Paediatric respiratory reviews

PubMedID: 12615027

Tin W, Walker S, Lacamp C. Oxygen monitoring in preterm babies: too high, too low?. Paediatr Respir Rev. 2003;4(1):9-14.
A small randomised trial in 1952 showed that excess oxygen use might well be causing a major epidemic of retinal blindness in preterm babies. That single study of just 65 babies was enough to throw doubt on a longstanding treatment strategy of oxygen therapy and highlighted just how powerful a tool the randomised controlled trial could be. Confirmatory evidence from a co-operative trial 4 years later involving 212 babies banished all residual doubt and we should reproach ourselves that we have still not learnt after 50 years how to optimise oxygen delivery to the preterm baby, making further use of this powerful research tool.
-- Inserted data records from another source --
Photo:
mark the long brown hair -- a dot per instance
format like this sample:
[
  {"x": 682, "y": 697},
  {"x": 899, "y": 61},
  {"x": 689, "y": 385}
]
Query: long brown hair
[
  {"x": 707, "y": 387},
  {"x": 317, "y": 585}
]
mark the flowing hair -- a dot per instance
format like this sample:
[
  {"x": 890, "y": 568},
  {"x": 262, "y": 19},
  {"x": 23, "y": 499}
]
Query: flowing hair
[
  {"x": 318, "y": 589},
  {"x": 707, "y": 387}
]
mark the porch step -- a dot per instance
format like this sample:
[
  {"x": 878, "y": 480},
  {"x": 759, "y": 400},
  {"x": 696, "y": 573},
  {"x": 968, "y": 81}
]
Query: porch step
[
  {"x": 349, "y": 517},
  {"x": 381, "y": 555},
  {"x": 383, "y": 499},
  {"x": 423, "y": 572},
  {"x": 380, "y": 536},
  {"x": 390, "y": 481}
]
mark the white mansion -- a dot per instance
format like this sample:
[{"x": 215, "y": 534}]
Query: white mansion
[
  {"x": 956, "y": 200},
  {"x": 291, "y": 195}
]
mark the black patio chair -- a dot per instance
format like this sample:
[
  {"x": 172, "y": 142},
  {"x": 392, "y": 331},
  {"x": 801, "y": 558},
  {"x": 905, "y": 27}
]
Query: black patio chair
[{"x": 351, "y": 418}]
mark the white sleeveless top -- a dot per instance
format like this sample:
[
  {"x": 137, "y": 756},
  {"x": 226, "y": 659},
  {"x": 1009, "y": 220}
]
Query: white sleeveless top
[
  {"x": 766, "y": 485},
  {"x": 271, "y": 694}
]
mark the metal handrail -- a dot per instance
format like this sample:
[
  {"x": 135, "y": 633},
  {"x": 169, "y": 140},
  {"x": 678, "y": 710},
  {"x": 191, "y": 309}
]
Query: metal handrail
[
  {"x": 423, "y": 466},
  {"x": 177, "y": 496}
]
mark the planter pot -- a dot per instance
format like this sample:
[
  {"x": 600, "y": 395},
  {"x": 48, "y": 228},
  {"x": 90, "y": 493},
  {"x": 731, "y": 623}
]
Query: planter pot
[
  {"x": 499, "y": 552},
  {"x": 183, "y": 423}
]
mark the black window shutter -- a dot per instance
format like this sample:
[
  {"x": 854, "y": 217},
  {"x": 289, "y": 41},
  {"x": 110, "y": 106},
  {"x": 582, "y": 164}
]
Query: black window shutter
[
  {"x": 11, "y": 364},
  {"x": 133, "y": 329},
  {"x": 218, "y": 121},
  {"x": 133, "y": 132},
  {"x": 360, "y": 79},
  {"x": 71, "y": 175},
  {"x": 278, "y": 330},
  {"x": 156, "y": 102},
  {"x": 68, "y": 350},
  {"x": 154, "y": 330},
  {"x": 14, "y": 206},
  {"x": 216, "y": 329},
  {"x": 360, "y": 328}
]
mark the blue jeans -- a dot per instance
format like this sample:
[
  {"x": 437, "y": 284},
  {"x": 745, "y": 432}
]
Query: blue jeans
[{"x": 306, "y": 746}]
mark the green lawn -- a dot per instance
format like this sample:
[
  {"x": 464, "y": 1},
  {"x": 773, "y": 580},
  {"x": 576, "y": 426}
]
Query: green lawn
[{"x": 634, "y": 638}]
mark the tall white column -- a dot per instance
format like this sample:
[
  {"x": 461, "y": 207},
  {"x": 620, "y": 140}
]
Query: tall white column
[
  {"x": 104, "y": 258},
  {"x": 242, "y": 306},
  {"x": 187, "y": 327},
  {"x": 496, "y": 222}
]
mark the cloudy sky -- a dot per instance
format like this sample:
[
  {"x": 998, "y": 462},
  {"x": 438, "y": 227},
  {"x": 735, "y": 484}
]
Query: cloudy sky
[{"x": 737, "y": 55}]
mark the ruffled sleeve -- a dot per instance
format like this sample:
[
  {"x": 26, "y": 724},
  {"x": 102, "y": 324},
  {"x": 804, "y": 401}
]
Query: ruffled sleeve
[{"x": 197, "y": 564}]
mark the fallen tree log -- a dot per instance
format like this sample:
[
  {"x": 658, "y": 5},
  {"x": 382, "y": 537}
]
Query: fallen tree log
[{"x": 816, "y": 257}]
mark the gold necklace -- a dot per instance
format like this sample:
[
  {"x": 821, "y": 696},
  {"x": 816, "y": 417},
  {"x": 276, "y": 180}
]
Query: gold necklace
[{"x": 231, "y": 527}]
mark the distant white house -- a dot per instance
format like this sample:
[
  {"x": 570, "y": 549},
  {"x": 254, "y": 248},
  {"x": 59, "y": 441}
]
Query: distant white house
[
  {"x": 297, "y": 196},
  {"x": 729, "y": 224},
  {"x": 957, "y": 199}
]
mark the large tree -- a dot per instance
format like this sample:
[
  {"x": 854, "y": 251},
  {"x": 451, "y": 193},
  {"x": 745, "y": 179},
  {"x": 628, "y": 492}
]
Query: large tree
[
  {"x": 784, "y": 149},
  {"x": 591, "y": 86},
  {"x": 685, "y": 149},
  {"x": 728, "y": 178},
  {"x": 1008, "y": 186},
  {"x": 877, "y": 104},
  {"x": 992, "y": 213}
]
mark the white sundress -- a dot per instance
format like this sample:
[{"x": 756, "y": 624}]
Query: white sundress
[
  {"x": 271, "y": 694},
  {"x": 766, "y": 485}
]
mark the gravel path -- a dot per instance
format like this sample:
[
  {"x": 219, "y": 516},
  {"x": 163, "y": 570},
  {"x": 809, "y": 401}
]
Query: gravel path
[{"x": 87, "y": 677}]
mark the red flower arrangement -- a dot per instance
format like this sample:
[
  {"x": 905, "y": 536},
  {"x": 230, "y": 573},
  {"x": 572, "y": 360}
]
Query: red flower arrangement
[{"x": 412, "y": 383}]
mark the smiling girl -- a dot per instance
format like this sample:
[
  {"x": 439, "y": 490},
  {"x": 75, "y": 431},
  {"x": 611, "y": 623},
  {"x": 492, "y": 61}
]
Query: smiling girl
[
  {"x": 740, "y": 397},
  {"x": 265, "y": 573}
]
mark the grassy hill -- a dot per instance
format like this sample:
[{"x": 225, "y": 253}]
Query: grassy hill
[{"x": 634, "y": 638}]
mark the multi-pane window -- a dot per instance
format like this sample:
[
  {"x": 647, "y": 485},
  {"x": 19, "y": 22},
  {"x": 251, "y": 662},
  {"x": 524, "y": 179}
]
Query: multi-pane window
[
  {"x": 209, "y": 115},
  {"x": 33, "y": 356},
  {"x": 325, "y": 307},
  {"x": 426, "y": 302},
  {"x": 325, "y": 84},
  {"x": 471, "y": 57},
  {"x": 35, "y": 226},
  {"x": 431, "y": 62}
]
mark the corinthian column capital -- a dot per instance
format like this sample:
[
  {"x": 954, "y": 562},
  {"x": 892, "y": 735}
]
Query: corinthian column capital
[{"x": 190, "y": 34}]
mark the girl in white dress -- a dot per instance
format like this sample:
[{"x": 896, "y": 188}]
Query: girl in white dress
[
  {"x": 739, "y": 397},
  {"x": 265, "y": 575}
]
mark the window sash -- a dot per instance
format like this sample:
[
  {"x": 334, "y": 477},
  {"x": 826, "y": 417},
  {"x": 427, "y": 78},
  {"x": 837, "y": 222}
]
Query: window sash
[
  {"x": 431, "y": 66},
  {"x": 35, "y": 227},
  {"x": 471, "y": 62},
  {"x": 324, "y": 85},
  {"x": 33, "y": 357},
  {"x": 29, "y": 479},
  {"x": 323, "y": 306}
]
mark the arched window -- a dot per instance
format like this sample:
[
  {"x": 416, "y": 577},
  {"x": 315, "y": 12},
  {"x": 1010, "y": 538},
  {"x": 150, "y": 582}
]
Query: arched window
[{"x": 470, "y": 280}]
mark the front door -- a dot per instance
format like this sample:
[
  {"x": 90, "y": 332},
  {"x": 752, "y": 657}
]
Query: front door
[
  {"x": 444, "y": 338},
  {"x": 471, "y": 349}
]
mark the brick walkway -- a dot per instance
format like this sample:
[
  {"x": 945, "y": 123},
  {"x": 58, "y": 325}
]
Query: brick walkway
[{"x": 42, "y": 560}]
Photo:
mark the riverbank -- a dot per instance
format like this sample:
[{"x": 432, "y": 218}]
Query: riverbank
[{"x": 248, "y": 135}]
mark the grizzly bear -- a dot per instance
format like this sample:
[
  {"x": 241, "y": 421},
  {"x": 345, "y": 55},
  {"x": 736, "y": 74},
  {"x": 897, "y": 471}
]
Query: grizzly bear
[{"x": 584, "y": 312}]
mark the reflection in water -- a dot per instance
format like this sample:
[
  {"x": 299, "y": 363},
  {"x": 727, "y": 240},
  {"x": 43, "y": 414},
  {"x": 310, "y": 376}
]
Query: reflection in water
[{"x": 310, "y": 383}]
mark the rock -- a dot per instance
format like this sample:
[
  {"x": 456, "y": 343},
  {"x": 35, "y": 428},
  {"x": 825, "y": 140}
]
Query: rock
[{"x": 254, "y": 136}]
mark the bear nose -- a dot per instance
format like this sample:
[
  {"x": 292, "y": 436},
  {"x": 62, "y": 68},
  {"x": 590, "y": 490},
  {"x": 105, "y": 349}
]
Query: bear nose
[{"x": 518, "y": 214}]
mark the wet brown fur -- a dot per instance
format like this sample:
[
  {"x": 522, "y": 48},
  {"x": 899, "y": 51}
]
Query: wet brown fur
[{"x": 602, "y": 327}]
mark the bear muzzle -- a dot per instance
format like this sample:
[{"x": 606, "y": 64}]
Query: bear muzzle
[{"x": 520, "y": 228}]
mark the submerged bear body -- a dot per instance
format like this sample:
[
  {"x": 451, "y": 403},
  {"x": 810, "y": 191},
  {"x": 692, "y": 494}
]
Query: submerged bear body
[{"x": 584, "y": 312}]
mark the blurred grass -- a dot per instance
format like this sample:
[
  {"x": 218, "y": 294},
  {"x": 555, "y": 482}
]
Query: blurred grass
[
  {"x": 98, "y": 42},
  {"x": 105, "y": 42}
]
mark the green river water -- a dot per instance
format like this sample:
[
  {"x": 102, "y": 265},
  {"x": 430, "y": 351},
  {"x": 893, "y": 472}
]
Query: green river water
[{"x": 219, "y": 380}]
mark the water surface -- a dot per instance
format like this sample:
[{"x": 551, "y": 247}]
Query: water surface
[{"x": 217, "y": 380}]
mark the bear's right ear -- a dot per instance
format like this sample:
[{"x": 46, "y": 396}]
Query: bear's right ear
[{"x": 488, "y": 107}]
Two well-conducted trials have recently shown that avoiding subclinical hypoxaemia (a fractional SaO(2) of less than 92%) in babies more than a month old does nothing to improve later growth or development. It is now time the same question was asked of babies less than a month old. This is particularly important in babies of less than 28 weeks' gestation, who currently remain at serious risk of chronic lung disease and permanent retinal damage.